The City of St. Joseph formed a multi-year strategic plan for updating its drinking water system. One of the first phases of the plan includes creation of a new pump station. The New Pump house building was to be set into a large hill that would need to be supported by ERS for the building to be constructed. A drilled H-pile and wood lagging would be the most economical. The wall would span 180 lineal feet with and have a 24-foot cut. The 24’ cut would not allow for the wall to be a cantilevered ERS system. Tiebacks would be installed to help support the cut. The wall consisted of 12×53 h piles at 8 feet on center with a single row of 100-kip tiebacks. Within the barrier of the lagged wall, a secant wall was constructed to support the pumps that would be 25 feet below the pumphouse building.

Secant walls are a type of earth retention system that creates a water tight barrier. This is accomplished by drilling overlapped concrete piles, with a reinforcing steel beam placed in every other pile. A tremie seal is then poured at the bottom of the wall, ensuring no groundwater can enter the area. This secant wall was 45 feet long x 15 feet wide x 25′ feet deep. The Bottom 5 feet would include a 5′ tremie seal.
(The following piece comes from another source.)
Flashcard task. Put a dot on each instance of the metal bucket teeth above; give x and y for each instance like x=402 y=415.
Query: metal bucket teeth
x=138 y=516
Being less than 100 feet from Lake Michigan gave the crew some pretty great views while working, but the proximity to the lake also ended up throwing them some major challenges. First, the excavation depth would be 25 feet total and roughly 15 feet below the lake Michigan water elevation. The secant wall was supported in part by the 14×73 beams at 4.5 feet on centers and a 14X89 waler with 2 cross struts 5 feet below grade.The drilled depth, Soils composition, coupled with the proximity to a large body of water made for constant water issues for the job site. Ground water is the main reason for the ERS selection to be a secant wall was versus other earth retention systems with a conventional dewatering setup. Additionally, the job ran from November-February. The brutal cold and gales off Lake Michigan made for some very harsh working conditions. Even with unfavorable conditions and tight timeline, the crew overcame them and produced high quality products.